On Sunday, as Toure limped off at Anfield, Philippe Coutinho fired Liverpool’s late winner and Manuel Pellegrini’s side succumbed to a damaging defeat, City were left seven points behind the league-leading Reds. As after that Arsenal loss two years ago, they have six games left to play, and we all know what happened right at the end of the sixth one.
Of course the current circumstances are different to 2012.
Back then City still had to play United, and they watched on as Sir Alex Ferguson’s men remarkably choked under the pressure. They lost at Wigan and drew 4-4 at home to David Moyes’ Everton having led by two clear goals on two occasions. It remains one of Moyes’ finest Old Trafford moments.
But all City can do now is win their matches and hope that Liverpool and Chelsea are similarly afflicted. If the rival pair both win all of their other three games but draw with each other on April 27, then six City wins from here would deliver a second league title in three seasons, pipping Liverpool to the post by a point.
Two years ago and minus Toure for all but the last half hour at Carrow Road, Mancini’s men responded to that Arsenal loss by scoring 10 goals in four days as they swept aside West Bromwich Albion and Norwich City 4-0 and 6-1 respectively.
Back in the present day, the next two matches offer the perfect opportunity to repeat that goalscoring trick, with bottom-of-the-table Sunderland visiting the Etihad Stadium on Wednesday night before West Brom again make the trip next Monday.
The return of Sergio Aguero from injury will only heighten the memories of 2012—the Argentinean scored two goals in each of those West Brom and Norwich games before his unforgettable moment against Queens Park Rangers on the final day of the season—but the forward looked somewhat off the pace at Anfield on Sunday.
That is probably the least of Pellegrini’s title worries, though.

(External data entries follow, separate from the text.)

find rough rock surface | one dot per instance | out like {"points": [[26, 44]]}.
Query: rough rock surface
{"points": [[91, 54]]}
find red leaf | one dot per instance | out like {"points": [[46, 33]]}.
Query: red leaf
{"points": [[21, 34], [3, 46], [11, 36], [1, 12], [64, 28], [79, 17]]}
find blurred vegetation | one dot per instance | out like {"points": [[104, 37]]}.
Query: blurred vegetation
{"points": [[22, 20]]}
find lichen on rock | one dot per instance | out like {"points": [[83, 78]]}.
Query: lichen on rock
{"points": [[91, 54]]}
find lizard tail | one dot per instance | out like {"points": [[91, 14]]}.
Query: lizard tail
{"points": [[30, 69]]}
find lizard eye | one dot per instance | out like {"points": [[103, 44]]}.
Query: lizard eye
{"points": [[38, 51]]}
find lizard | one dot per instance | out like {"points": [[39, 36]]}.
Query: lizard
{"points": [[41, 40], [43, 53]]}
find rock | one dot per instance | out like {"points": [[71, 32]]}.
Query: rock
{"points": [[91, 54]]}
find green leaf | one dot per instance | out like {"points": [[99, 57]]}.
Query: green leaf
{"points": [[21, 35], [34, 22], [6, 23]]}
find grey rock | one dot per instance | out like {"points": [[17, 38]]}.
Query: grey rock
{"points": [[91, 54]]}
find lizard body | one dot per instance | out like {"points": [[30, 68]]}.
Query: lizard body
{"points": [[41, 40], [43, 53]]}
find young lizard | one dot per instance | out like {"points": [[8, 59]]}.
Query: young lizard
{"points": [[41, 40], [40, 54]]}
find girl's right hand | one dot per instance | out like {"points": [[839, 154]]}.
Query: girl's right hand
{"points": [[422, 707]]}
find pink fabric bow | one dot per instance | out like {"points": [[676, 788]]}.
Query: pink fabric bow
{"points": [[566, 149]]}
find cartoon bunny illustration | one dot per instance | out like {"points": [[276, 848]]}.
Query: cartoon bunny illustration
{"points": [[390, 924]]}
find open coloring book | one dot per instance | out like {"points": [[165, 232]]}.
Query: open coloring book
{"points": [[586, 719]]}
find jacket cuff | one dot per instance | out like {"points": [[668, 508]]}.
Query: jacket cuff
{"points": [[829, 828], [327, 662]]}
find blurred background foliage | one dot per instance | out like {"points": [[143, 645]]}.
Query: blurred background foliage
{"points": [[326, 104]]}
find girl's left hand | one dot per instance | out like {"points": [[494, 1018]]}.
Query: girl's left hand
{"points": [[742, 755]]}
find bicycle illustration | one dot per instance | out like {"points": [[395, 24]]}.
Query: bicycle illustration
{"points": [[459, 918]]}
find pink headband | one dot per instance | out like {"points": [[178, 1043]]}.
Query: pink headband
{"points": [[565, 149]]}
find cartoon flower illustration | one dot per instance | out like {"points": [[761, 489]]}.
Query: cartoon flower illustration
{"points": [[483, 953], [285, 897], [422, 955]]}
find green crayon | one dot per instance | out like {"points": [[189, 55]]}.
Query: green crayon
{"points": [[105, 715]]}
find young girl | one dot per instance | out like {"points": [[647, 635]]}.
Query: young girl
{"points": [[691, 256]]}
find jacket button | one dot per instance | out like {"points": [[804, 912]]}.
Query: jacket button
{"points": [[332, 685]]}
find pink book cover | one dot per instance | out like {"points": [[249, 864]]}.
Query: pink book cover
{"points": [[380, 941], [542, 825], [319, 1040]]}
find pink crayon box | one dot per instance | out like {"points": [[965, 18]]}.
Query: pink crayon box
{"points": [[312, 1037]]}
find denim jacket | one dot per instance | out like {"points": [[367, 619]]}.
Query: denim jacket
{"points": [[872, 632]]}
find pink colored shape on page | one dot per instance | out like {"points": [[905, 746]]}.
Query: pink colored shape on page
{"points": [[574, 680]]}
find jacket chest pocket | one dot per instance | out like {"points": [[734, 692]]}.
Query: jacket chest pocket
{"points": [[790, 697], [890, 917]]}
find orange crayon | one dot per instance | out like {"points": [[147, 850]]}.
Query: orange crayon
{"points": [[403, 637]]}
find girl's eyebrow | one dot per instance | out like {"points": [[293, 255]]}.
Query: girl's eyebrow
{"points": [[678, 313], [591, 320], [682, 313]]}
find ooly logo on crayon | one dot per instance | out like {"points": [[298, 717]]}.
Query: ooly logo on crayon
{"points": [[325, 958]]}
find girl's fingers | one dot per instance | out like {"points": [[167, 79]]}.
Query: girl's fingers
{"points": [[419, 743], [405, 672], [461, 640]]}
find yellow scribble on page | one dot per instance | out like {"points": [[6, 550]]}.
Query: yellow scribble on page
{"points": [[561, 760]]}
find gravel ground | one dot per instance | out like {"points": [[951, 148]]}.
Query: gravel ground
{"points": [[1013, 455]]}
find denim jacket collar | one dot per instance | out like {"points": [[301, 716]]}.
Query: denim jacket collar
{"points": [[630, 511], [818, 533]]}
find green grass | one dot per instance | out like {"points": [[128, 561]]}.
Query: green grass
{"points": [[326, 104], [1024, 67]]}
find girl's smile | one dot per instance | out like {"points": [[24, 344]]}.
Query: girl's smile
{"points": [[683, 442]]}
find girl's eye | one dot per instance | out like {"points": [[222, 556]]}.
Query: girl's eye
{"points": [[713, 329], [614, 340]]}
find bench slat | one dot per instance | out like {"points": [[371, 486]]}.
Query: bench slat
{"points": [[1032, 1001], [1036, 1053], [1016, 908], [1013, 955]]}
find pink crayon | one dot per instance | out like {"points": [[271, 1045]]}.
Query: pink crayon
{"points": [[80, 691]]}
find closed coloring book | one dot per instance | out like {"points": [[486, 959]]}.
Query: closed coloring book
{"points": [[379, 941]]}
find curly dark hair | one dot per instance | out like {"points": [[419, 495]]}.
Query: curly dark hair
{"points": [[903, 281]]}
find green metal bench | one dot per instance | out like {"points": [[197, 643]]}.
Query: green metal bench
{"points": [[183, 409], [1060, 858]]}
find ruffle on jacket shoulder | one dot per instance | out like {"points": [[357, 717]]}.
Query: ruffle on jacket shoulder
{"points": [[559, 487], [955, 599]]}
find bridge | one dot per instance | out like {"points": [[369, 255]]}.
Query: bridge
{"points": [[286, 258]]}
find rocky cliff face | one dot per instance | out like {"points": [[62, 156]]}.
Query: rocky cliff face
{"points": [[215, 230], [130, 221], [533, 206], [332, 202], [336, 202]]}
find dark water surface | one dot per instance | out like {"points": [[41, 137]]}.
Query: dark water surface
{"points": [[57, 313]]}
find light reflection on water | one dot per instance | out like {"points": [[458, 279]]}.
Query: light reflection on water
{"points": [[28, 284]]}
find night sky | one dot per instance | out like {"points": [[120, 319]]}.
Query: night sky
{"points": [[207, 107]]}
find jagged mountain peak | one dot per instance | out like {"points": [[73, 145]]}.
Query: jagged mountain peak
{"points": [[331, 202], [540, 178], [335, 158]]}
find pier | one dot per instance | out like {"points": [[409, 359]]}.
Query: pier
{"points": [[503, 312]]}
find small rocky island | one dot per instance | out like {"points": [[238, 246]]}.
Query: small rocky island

His team went from title favourites to many people’s third favourites at Liverpool.
Chelsea and Jose Mourinho have got that winning machine feel and that steely-eyed look about them again, and Liverpool’s unlikely challenge remains so remarkable and emotive that it is often difficult to look elsewhere. They’ve now won 10 games in a row.
The stars appear to have it written on them that the title goes to Merseyside this season, and indeed it is on Merseyside where City could lose it.
After the Anfield loss, undoubtedly the toughest remaining fixture for Pellegrini’s men comes at Goodison Park against a rampant and Champions League-chasing Everton on May 3. It is a match that they now have to win at a ground where they’ve only won once in 15 visits, none of which would have been against an Everton side as good as this one.
That will have to wait though, as will any City title hopes for now.
They simply have to focus on winning six out of six, which is exactly what they did two years ago.
Then, as now, they will need other results to go in their favour if they are to be successful. But when you win a league title in the manner that they did in 2012 and you're as good a team as they showed in a losing cause at Anfield, you simply never lose hope.